¿Será realmente difícil cambiar?

¿Será realmente difícil cambiar lo que deseas?

Durante muchos años el ser humano ha buscado la forma de sustituir el miedo por confianza, desesperación por tranquilidad, superar los eventos dolorosos del pasado, orientar su energía hacia el logro de objetivos personales, una vida abundante, y relaciones perdurables.

Por esta razón, se han creado muchas corrientes de pensamiento y varias herramientas de mejora; algunas funcionaron bien, otras dieron resultados inconsistentes, y algunas otras no funcionaron en lo absoluto.

El psicólogo William James mencionaba que la mayor revolución de ésta época, consiste en el descubrimiento de que tú como ser humano, puedes modificar los aspectos externos de tu vida mediante un cambio en tus actitudes mentales internas.

Diseño sin título (31)

Hoy es una realidad, pues gracias a los estudios que se realizaron la mente humana durante décadas, se desarrollaron decenas de técnicas con las que puedes ser capaz de transformar lo que consideras como malo a bueno; conectarte genuinamente con las personas; y dejar de auto-sabotearte, con resultados sólidos y consistentes.

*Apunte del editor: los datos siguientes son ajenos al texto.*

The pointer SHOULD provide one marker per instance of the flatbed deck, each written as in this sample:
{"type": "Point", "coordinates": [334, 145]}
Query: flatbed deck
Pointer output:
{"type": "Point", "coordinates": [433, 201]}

Sé muy bien que ésto desafía los límites convencionales de lo que dice la mayoría, sin embargo, te invito a que examines conmigo los cambios más relevantes en este siglo:

La invención del auto y el avión tienen un poco más de un siglo…

La idea de que envíes notas de voz, mensajes de texto, o la música que prefieres por medio de aplicaciones de mensajería instantánea, antes era una utopía…

Realizar una videoconferencia hace unos años parecía una historia de ciencia ficción, y hoy en día es una realidad…

La medicina moderna, con las cirugías y los fármacos tienen menos de 80 años. La televisión tiene menos de 50 años de existencia…

Una laptop como la que usas en casa o en el trabajo cuenta con menos de 30 años de existencia…

El Smartphone en el que tal vez estas viendo este video, probablemente tenga menos de dos años que salió al mercado y próximamente querrás conseguir el más nuevo para tener acceso a más beneficios, y quizá en este momento notas que puedes hacer lo mismo, en relación a qué tanto mejoras tu calidad de vida y tus relaciones personales, por lo que me gustaría preguntarte:

¿Conoces a alguien que no haya deseado mejorar su vida?

Puedes responder la pregunta con toda franqueza, aunque tú y yo sabemos la respuesta. Todos hemos ansiado mejorar.

Es más, quizá conscientemente hayas tomado la decisión de cambiar, tal vez has hecho planes, has imaginado como sería tu vida y te has emocionado, o a lo mejor, has soñado con la relación perfecta, el aumento mensual de tus ingresos, y lo has platicado con tanta ilusión a tus seres queridos que también has podido ver como se emocionan y te decidiste a cambiar.

Tal vez compraste algunos libros, o te apuntaste al gimnasio, o empezaste a practicar nuevos hobbies, y unas cuantas semanas después los libros estaban a medio leer, dejaste de asisitir al gym, y retomaste el ritmo de vida que tienes actualmente, ¿verdad?.

Es decir, has seguido en tus mismos hábitos de siempre.

Una vez que volviste a tu realidad y en algún lugar escuchaste o leíste que el cambio es lo único constante en la vida y está presente en todas partes.

Te puede gustar la frase y postearla en tus redes sociales, fingir que tienes la certeza absoluta de que así es, menos cuando se trata de ti.

Y en un momento de reflexión te preguntas: ¿Serás tu el problema? ¿Será realmente difícil cambiar lo que deseas?

La respuesta es no. Cualquier persona puede lograrlo pues el cambio no se da cuando descubres que es lo que hiciste mal, quién fue el responsable, ni siquiera se da cuando tratas de entender tus problemas; lo consigues cuando modificas las características de tus pensamientos, y los significados que le pones automáticamente a cada uno de los sucesos desagradables de tu vida.

Para responder la pregunta quiero mencionarte uno de los mejores ejemplos que ha dado Steve Andreas, uno de los innovadores más reconocidos en la re-programación mental:

La mente funciona de la misma forma que lo hace la electricidad, y que alimenta a todos los dispositivos electrónicos que encuentras en tu casa o tu trabajo.

Sé que sabes que la electricidad es básica para todo ellos, del mismo modo que el cerebro lo es para cualquier logro humano.